Одним из синефилов, к которым был обращен многослойный характер хичкоковских произведений, был сотрудник журнала «Кайе дю синема», впоследствии один из столпов кинорежиссуры за всю ее историю – Жан-Люк Годар. Будучи прекрасно знакомым с авторскими «повадками» Хичкока, в дальнейшем в своем творчестве Годар не раз использовал камео, но уже на более интеллектуально-«продвинутом» уровне.

Фильмы Годара, которого называли первым постмодернистом кино, были расслоены до предела. Обычно они представляли «водоворот» цитат, аллюзий, пародий, лирических отступлений, документальных вкраплений, социологических исследований, закадровых монологов и т.д., в глубине которых иногда проступала сюжетная линия, иногда нет. Камео (выступавшее, видимо, на правах хичкоковской аллюзии) Годар также стремился вовлечь в «интеллектуальный вихрь», образуя на его основе новый смысловой пласт.

Так, в своем первом (и, вероятно, самом известном в среде неавангардистской публики) фильме «На последнем дыхании» (1959), явившимся одним из манифестов «новой волны», Годар выбирает для своего появления очень важный, с сюжетной точки зрения, эпизод. Главный герой фильма – Мишель Пуаккар (Жан-Поль Бельмондо), по сценарию гангстер, убивший полицейского и скрывающийся от полиции, сидя в машине (с открытым верхом), открывает газету и обнаруживает на первой полосе свою фотографию и призыв полиции к гражданам содействовать в поимке особо опасного преступника. Тут же камера переключается на стоящего рядом прохожего (Годар), читающего ту же самую газету, который начинает подозрительно озираться на Пуаккара и в следующий момент в окружении полицейских «сдает» главного героя, которому тем не менее удается скрыться. Фокус в том, что предательство главного героя его возлюбленной Патрицией (Джейн Сиберг) вскоре обнаруживает себя как главный конфликт фильма. Получается, что Мишеля Пуаккара предали две принципиальные фигуры в контексте фабулы: главная героиня и сам ее автор. Что может означать такое применение камео – тема отдельного разговора; для данной главы важно как тонко Годар использует фирменный прием Хичкока.

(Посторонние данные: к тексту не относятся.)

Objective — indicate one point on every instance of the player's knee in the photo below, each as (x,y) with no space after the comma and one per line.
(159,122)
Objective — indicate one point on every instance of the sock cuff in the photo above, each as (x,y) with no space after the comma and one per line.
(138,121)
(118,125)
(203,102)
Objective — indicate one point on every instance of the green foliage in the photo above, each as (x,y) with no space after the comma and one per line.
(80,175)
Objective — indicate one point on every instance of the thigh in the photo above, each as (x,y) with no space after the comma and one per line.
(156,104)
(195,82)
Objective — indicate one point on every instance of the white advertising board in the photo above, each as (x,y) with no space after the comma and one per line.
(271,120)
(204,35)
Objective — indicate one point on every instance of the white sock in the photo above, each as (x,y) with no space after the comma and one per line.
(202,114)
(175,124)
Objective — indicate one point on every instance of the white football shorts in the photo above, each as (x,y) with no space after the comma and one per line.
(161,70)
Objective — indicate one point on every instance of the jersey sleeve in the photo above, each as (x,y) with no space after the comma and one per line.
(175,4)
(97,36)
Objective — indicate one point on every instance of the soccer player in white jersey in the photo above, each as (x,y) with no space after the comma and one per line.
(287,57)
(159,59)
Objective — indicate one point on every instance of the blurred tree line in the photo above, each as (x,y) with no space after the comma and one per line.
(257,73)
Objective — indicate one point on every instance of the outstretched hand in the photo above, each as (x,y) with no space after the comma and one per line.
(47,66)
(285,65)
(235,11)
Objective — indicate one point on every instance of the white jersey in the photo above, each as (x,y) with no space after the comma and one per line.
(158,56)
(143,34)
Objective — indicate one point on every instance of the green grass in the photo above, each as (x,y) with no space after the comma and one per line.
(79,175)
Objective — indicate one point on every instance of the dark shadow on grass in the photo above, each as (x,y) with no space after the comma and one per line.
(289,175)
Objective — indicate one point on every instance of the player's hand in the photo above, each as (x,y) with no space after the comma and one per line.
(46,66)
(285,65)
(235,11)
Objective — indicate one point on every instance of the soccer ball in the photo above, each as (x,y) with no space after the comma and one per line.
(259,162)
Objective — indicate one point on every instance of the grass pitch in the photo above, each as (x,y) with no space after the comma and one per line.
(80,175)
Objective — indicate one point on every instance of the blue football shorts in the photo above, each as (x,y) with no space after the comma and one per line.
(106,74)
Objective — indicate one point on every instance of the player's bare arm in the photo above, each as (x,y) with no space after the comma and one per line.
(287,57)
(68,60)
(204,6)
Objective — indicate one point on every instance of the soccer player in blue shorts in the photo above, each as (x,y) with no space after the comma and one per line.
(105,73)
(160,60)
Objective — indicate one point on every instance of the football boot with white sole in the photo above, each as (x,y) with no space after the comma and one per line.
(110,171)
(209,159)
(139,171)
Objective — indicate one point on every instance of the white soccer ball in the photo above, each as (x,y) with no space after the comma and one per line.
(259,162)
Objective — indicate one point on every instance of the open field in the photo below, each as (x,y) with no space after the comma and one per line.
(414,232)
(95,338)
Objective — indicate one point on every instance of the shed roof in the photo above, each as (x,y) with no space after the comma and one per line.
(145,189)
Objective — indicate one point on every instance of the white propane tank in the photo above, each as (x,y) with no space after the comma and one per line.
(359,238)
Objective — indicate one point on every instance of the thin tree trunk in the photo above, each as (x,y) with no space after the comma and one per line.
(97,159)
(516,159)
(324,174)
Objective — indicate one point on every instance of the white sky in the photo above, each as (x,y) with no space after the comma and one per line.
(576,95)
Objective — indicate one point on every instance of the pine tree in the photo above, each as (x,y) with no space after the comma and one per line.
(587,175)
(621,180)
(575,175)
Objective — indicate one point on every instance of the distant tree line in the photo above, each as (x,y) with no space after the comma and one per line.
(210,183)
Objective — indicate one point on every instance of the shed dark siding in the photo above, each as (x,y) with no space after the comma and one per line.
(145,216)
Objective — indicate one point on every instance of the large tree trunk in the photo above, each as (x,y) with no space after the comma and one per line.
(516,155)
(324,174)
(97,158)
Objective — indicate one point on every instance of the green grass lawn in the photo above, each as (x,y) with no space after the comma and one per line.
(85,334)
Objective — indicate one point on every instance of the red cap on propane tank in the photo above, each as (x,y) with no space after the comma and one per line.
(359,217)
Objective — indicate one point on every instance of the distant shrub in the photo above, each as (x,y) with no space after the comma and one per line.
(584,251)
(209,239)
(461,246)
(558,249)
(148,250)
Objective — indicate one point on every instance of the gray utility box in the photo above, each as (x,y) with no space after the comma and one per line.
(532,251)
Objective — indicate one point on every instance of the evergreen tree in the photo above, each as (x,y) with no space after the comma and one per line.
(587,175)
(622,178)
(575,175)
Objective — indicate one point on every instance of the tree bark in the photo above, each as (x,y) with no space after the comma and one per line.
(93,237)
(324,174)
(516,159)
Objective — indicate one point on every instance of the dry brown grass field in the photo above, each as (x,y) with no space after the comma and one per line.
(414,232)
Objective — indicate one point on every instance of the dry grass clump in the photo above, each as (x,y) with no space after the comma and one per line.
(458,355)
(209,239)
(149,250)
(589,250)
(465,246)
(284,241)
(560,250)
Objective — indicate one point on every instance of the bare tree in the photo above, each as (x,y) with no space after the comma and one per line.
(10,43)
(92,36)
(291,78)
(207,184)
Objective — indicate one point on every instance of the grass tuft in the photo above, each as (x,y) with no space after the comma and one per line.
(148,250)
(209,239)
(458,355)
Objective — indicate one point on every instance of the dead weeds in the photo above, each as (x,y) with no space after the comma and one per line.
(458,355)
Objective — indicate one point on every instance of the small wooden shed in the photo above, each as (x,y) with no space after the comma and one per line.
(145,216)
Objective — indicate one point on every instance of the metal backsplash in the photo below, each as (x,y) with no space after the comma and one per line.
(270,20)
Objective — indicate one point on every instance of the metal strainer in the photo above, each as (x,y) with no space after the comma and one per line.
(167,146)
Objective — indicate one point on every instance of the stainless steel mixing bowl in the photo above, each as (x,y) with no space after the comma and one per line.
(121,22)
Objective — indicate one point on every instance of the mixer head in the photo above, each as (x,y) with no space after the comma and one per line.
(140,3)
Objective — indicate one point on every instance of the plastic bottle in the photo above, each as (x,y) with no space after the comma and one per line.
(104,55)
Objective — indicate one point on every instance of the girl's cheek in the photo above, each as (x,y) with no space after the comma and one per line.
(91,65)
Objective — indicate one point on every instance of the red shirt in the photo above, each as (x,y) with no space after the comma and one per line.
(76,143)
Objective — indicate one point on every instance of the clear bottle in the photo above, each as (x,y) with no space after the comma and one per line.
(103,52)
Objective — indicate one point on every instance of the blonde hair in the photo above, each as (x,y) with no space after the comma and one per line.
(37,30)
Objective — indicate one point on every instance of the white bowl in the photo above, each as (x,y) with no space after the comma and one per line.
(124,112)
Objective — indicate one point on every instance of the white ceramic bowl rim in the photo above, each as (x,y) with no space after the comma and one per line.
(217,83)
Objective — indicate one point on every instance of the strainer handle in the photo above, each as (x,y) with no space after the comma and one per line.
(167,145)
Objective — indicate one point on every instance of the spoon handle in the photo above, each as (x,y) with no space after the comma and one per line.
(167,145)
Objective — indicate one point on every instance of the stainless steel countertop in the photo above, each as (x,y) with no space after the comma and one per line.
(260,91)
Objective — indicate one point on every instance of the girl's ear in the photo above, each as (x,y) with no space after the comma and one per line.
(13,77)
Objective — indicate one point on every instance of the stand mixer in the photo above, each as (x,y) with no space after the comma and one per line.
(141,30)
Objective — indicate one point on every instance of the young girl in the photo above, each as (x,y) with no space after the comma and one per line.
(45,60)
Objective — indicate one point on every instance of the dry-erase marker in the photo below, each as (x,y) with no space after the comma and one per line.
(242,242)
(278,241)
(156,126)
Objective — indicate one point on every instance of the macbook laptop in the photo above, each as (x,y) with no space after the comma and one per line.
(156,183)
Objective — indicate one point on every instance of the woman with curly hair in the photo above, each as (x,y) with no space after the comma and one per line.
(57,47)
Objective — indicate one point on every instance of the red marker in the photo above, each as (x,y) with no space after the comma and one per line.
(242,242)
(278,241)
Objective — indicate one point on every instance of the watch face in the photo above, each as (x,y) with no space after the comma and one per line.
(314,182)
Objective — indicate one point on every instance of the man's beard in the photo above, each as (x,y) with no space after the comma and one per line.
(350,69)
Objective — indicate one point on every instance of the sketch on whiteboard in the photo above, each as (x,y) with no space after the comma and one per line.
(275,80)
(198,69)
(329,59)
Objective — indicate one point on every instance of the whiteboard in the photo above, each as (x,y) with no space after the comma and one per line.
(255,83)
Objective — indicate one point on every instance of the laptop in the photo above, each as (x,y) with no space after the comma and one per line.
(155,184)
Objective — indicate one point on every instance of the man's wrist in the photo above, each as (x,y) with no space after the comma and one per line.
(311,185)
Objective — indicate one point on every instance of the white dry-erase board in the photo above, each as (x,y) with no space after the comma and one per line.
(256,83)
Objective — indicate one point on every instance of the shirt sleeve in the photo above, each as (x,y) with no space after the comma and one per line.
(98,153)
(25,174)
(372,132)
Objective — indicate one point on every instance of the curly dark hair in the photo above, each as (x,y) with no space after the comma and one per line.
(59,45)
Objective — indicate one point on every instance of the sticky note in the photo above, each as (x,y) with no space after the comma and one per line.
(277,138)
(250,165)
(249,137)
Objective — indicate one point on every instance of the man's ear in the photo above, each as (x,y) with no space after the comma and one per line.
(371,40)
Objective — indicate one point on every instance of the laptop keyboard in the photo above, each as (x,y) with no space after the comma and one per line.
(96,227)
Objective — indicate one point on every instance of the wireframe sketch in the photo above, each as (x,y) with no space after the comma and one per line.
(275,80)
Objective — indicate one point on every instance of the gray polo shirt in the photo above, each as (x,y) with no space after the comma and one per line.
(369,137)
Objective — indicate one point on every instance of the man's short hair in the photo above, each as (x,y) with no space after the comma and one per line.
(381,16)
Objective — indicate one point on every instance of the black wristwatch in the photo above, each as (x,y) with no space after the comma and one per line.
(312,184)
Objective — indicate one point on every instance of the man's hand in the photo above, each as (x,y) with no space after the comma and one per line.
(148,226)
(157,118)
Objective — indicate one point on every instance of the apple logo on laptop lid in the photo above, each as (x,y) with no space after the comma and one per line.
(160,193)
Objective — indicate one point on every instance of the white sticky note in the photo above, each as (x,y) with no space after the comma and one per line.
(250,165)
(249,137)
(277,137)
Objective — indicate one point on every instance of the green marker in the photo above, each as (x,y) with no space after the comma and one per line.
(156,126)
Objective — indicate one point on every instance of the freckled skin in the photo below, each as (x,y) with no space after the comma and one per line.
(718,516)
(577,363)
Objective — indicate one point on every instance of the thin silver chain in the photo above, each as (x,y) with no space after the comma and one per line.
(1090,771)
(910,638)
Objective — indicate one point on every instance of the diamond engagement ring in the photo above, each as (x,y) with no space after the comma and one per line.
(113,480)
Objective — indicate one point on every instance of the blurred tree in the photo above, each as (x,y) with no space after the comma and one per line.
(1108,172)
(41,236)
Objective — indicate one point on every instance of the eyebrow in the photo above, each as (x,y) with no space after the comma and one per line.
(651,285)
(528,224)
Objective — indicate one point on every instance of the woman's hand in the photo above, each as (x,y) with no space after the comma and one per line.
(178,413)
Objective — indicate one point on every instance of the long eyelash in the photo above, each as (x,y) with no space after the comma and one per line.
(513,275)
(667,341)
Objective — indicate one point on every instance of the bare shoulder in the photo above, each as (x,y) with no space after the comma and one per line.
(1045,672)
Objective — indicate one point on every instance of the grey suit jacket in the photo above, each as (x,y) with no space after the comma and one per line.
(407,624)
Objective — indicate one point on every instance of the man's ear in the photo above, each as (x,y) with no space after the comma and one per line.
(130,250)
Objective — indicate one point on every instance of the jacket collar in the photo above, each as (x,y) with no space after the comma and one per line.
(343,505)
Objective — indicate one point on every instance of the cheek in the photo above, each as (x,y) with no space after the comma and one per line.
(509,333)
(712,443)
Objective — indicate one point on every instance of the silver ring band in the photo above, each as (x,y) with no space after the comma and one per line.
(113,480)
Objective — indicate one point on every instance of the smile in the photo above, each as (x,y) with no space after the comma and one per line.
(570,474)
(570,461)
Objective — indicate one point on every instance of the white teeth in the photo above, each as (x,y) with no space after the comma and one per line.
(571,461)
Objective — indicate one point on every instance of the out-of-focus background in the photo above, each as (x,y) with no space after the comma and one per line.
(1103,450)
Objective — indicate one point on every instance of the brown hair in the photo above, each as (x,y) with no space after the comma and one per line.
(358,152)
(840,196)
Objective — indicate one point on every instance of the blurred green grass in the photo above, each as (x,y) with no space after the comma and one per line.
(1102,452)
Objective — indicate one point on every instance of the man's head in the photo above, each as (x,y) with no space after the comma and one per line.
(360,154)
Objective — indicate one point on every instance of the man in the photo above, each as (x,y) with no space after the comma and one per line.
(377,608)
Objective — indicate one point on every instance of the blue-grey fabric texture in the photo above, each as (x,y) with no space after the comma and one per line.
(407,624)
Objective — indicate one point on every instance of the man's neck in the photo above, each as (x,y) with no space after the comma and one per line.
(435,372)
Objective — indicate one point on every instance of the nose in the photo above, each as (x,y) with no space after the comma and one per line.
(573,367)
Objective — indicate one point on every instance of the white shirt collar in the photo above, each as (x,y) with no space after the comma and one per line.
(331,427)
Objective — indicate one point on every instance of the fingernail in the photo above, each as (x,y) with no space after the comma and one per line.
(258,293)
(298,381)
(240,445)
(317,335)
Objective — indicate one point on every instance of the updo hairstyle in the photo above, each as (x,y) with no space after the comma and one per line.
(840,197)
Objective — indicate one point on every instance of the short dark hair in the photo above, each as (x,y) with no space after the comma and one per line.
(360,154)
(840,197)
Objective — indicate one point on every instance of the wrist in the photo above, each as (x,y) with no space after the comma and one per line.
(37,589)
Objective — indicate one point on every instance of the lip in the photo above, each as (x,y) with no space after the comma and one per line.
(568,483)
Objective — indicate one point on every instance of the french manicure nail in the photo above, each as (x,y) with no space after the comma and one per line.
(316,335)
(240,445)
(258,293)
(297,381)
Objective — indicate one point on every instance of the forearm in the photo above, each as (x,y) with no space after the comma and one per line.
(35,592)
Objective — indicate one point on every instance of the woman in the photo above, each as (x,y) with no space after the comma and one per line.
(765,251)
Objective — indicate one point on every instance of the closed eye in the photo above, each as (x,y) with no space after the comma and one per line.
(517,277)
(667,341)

Но случай с фон Триром – другой. Во-первых, автор изначально декларирует свой отказ от формальной подписи под своим произведением, что вынуждает его, возможно неосознанно, идти на еще большие изощрения, чем Годар и Хичкок. Во-вторых, камео фон Трира иного, более персонального рода – автор появляется на экране, будучи застигнутым за исполнением своих непосредственных авторских обязанностей, то есть за съемкой фильма. И если для того, чтобы оставить на полотне фильма свою фигурную роспись, Хичкоку с Годаром приходилось временно менять профессию с режиссерской на актерскую (как если бы главный архитектор собора начал плотничать, чтобы подтвердить звание «главного архитектора»), то фон Трир остается в своем камео фон Триром – автором-демиургом фильма «Идиоты» – телесным и живым.

Влившись в ХХ веке в ряд классических видов искусств, кино обнаружило в себе креативный стержень – фигуру единоличного автора-режиссера. Отдельный живой человек, стоящий за отдельным фильмом, личность со своими фантазмами, воспоминаниями, страхами, желаниями, комплексами, со своей искренностью и хитростью, но не «средневековый муравейник» или капиталистическая фирма, – такова суть «авторской теории», сформулированной в середине ХХ века и совпавшей с расцветом авторского кинематографа.